Loli gli ha consegnato un’enorme chiave mandata dalle socie del club giovanile Hontanar per invitarlo a conoscere la nuova sede appena inaugurata. Basi gli ha raccontato che avevano organizzato una festa popolare per raccogliere fondi per l’oratorio di Illawa, un altro centro di La Paz, e gli ha dato un somarello di legno. Il prelato si è mostrato grato in modo particolare per il lavoro delle persone che si occupano dei servizi della casa di convivenze e ha invitato tutte a crescere nel tratto con Dio, senza pensare alle difficoltà.

Alejandra, che ha perduto il marito in un incidente undici anni fa quando la figlia aveva cinque giorni di vita, ha raccontato che, dopo un favore da lei ricevuto, il beato Álvaro è diventato il suo alleato principale nel portare avanti un’attività sociale con ragazzi di strada. Alla fine hanno intonato un canto alla Virgen di Copacabana, composta da Susana, una delle prime fedeli dell’Opera arrivata in Bolivia nel 1979.

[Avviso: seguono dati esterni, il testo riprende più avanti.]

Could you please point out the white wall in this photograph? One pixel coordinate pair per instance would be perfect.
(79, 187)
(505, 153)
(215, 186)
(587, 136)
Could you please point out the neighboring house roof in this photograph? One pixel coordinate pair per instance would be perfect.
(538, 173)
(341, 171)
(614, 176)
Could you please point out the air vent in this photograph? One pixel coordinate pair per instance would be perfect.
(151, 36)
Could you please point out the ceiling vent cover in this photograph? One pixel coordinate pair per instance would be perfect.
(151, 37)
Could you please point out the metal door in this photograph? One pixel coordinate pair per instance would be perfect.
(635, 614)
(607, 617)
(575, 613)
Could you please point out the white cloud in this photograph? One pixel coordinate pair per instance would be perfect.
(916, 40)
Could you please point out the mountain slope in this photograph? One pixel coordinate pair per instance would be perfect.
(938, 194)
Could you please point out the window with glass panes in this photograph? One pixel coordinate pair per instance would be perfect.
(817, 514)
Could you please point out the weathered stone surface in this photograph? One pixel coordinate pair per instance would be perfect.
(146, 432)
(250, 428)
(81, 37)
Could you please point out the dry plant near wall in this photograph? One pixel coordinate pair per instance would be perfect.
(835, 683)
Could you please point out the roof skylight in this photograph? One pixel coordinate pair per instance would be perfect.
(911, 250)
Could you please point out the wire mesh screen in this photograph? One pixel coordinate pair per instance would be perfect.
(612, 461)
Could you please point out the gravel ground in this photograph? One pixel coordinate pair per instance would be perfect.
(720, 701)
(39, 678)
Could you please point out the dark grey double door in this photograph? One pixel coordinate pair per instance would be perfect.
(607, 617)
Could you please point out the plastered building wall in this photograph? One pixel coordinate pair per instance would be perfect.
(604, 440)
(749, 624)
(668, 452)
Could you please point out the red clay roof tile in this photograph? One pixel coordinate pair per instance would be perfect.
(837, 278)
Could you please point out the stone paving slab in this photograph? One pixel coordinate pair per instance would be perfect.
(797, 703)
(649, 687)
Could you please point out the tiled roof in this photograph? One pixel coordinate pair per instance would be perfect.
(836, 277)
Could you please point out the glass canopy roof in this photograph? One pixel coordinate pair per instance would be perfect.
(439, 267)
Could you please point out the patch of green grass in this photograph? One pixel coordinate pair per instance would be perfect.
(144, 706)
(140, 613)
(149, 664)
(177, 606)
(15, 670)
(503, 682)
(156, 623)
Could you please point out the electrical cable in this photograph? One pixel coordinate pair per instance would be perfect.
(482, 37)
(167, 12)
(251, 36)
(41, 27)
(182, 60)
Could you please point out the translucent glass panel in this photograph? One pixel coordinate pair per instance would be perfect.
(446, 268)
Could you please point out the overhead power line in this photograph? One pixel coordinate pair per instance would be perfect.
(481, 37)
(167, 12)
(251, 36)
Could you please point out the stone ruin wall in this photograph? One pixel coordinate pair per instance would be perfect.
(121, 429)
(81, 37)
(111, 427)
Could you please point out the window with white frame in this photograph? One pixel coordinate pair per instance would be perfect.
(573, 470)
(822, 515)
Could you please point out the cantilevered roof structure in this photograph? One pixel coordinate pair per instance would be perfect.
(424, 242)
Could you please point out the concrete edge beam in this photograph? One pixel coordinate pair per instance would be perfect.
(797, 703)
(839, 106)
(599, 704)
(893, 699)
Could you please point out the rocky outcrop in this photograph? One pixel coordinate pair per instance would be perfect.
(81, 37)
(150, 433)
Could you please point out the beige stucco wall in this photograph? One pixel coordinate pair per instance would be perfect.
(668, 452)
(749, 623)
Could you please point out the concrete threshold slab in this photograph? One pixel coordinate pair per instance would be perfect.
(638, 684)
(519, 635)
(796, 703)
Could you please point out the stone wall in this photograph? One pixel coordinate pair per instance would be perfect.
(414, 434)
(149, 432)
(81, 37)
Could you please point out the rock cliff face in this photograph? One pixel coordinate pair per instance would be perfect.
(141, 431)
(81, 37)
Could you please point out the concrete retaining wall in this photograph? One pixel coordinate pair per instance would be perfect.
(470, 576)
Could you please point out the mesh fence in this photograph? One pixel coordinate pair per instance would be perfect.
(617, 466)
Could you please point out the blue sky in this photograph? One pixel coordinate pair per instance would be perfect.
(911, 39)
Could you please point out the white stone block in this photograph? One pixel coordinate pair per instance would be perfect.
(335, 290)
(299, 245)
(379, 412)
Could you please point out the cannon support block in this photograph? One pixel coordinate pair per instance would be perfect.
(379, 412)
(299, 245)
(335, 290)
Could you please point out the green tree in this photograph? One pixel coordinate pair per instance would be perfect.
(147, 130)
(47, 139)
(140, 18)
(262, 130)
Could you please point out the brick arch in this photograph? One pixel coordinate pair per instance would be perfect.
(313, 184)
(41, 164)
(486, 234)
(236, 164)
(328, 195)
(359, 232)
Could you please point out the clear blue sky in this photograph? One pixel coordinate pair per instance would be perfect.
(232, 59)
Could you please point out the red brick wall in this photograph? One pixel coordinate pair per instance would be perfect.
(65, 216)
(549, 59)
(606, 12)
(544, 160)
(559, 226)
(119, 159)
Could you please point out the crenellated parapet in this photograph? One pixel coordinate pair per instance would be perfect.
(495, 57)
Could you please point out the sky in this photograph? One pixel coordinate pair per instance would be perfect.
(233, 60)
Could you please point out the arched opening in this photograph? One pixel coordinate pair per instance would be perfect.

Fernando e Clemente, sacerdoti, hanno preso il tè con mons. Ocáriz e gli hanno regalato alcuni prodotti tipici della zona di Juli, una chuspa e un lluchu. A sera Carlos ha consegnato al prelato alcune pins (spille) a forma di asinello, regalo di Marcelo e Akemi, destinati- dopo essere stati benedetti – a persone che condividono la “teologia dell’asinello” di san Josemaría: lavoro coraggioso, quotidiano, che produce molto frutto.